J'aurais tout donner pour pouvoir le serrer contre moi, enfouir sa petite tête contre mon torse et l'éloigner de tous les dangers. J'avais toujours eu un comportement excessivement protecteur envers lui, sûrement dû à nos enfances respectives. Petit j'aurais tellement apprécié avoir quelqu'un pour prendre soin de moi, vers qui me tourner. Lorsque j'avais vu sa bouille dans l'entrée de la maison, j'avais su qu'il ne subirait jamais ce manque.

Il ne me fallut que quelques minutes pour rassembler nos affaires. Je pliai notre couverture sous le regard inquisiteur que dardait le démon sur mon dos.
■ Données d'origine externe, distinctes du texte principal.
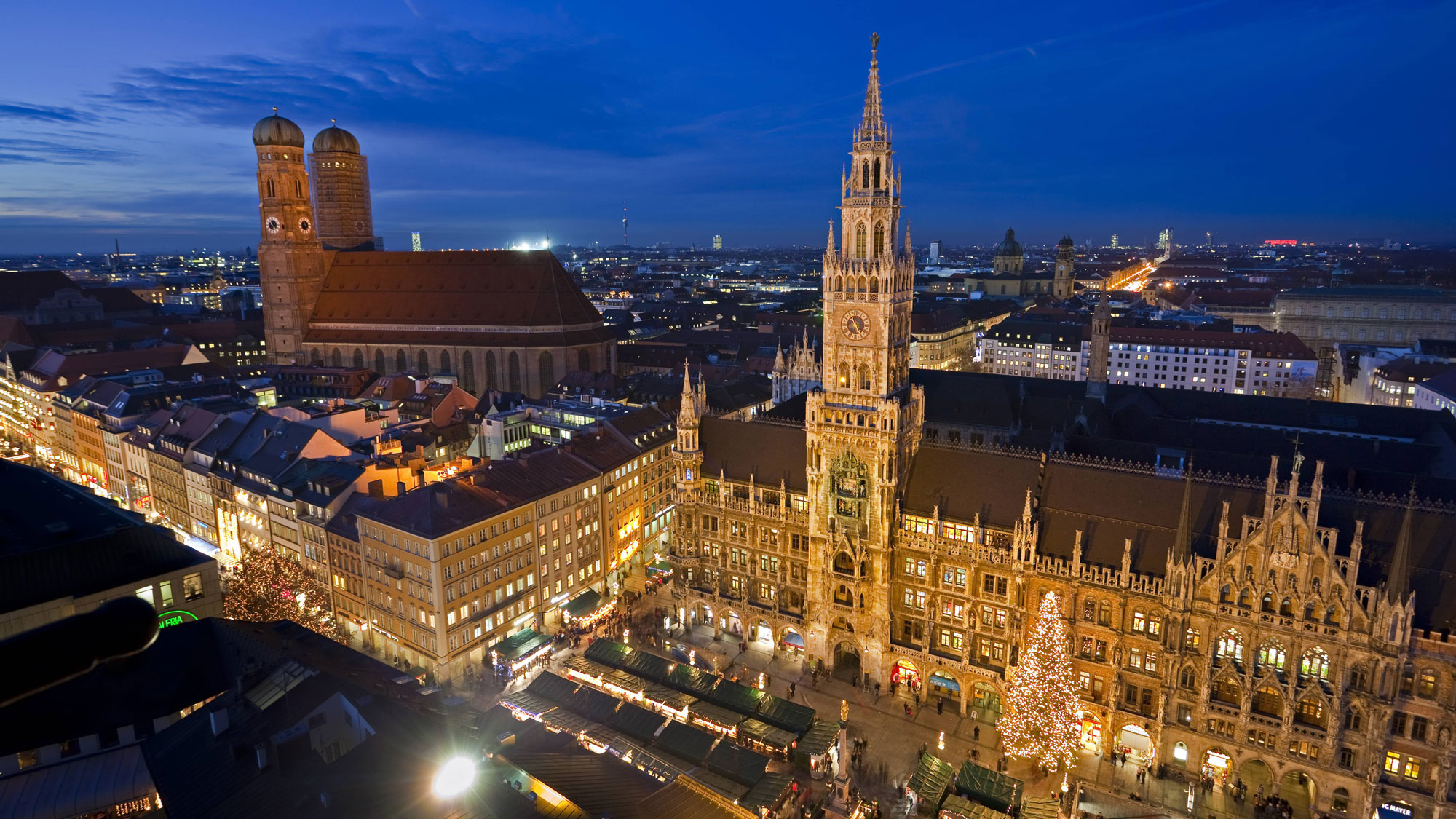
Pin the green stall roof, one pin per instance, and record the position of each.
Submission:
(736, 762)
(593, 704)
(692, 681)
(933, 778)
(685, 740)
(606, 652)
(765, 733)
(637, 721)
(986, 786)
(739, 697)
(554, 687)
(786, 714)
(768, 791)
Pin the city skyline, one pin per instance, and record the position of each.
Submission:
(518, 127)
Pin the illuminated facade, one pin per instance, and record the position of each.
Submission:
(1240, 630)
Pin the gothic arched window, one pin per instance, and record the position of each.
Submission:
(513, 372)
(468, 372)
(548, 372)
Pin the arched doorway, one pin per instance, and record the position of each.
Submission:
(1091, 732)
(986, 704)
(1259, 780)
(1298, 788)
(1136, 743)
(847, 660)
(793, 641)
(905, 679)
(1216, 765)
(946, 687)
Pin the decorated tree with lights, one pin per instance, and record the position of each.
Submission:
(269, 586)
(1042, 703)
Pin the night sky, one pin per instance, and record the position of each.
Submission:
(490, 123)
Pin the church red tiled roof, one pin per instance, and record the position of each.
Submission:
(522, 298)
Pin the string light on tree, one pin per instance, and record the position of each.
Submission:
(1042, 704)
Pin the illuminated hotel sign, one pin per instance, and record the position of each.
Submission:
(175, 617)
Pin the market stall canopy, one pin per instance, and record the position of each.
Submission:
(765, 733)
(786, 714)
(717, 714)
(692, 681)
(637, 721)
(647, 665)
(554, 687)
(820, 737)
(685, 740)
(583, 604)
(736, 762)
(608, 652)
(988, 787)
(521, 644)
(768, 791)
(593, 704)
(931, 778)
(736, 695)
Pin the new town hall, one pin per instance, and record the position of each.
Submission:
(1270, 624)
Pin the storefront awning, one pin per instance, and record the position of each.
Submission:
(931, 778)
(583, 604)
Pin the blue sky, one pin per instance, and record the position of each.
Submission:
(496, 123)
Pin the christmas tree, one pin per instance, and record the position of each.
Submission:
(269, 586)
(1042, 705)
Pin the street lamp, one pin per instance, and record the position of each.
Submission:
(455, 777)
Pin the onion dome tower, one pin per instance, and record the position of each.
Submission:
(341, 196)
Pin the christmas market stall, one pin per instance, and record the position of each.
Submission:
(518, 653)
(988, 787)
(930, 783)
(765, 737)
(637, 721)
(717, 719)
(786, 714)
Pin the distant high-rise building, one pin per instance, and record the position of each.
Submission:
(341, 199)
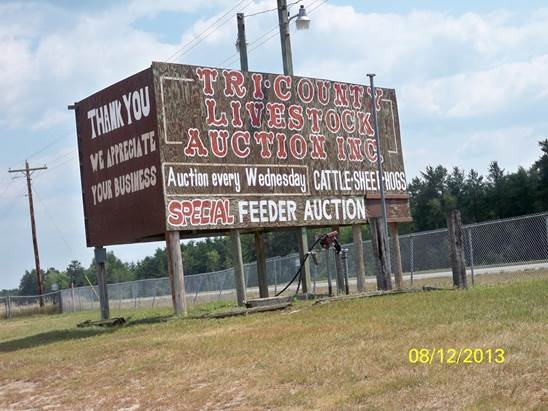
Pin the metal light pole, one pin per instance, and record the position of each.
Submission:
(379, 168)
(285, 39)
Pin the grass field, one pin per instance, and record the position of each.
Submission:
(341, 355)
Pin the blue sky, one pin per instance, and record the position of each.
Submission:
(470, 78)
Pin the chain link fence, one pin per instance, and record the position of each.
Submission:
(512, 245)
(22, 305)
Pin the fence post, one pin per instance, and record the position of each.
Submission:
(277, 266)
(8, 314)
(61, 308)
(412, 257)
(344, 256)
(471, 248)
(546, 225)
(456, 244)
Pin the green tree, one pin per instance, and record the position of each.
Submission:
(76, 273)
(52, 277)
(541, 171)
(28, 283)
(496, 186)
(475, 200)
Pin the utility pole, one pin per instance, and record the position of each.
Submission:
(287, 59)
(27, 171)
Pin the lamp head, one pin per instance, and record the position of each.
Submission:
(303, 21)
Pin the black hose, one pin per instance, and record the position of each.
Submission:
(297, 274)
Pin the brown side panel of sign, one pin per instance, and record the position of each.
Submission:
(120, 163)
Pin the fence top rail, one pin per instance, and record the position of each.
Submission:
(507, 220)
(35, 296)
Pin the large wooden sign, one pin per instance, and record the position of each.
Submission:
(178, 147)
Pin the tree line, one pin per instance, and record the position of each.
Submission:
(498, 195)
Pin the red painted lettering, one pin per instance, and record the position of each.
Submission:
(234, 83)
(257, 86)
(318, 146)
(207, 76)
(255, 112)
(356, 94)
(280, 142)
(265, 139)
(218, 141)
(296, 119)
(355, 149)
(314, 115)
(211, 118)
(364, 124)
(195, 144)
(238, 138)
(332, 121)
(297, 146)
(348, 120)
(305, 90)
(341, 98)
(236, 117)
(341, 154)
(280, 80)
(323, 91)
(275, 115)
Je pouvais presque le sentir suivre mes courbes, accompagner mes mouvements, et l'imaginer me fixer de la sorte redoubla mes tremblements.

Dehors, la tempête avait pris fin plus tôt que prévu, laissant derrière elle une bruine qui eut tôt fait de me tremper, collant à mon visage mes longues mèches blondes que je n'avais pas eu le temps d'attacher.

L'abris se trouvait au centre d'un petit champ, entouré d'arbres touffues. Je déposai nos affaires à côtés de notre bâtisse de fortune et repérai ce que le démon appelait sa monture. Un cheval aux couleurs ocres, l'air passablement ennuyé, broutait l'herbe à l'orée de la forêt et ne me lança pas un regard lorsque je l'approchai.

Me mettre à genoux fut bien inconfortable, ceux-ci s'écorchèrent au contact du sol rocailleux et la boue acheva de me glacer les os. Je fus vite dans l'incapacité de discerner ce qui me faisait le plus trembler, du froid glacial de l'aurore à la puissance sauvage du démon.

Heureusement, celui-ci ne me fit pas attendre. A peine commençais-je à trouver le temps long qu'il se plaçait devant moi, Egio toujours fermement maintenu contre lui.

Alors que je pensais qu'il allait brutalement rejeter le brun vers moi, il le déposa délicatement sur le sol et lui donna une petite impulsion pour qu'il prenne place à mes côtés. Ce qu'il fit sans demander son reste.

-Comment tu te sens ? m'empressais-je de lui chuchoter en attrapant sa main, vaine tentative pour lui communiquer un peu de réconfort.

-Ça peut aller.

Bien qu'il fasse bonne figure, je sentis parfaitement l'angoisse teinter sa voix et ressentis une vague de colère prendre place dans mon thorax. Je ne pouvais supporter que l'on fragilise Egio. Depuis le début, il était de mon devoir d'assurer sa sécurité. J'étais sa seule famille et le seul qui ne l'abandonnerait jamais.

Mes poings se serrèrent imperceptiblement et je me sentis soudain prêt à en découdre avec le géant avant de me rappeler que si je mourrais, je laisserais derrière moi mon frère terrifié avec cet individu malveillant. Il me fallut quelques inspirations pour retrouver mon calme et je reportai mon attention sur notre bourreau, attendant impatiemment qu'il nous apprenne enfin la raison de toute cette mascarade.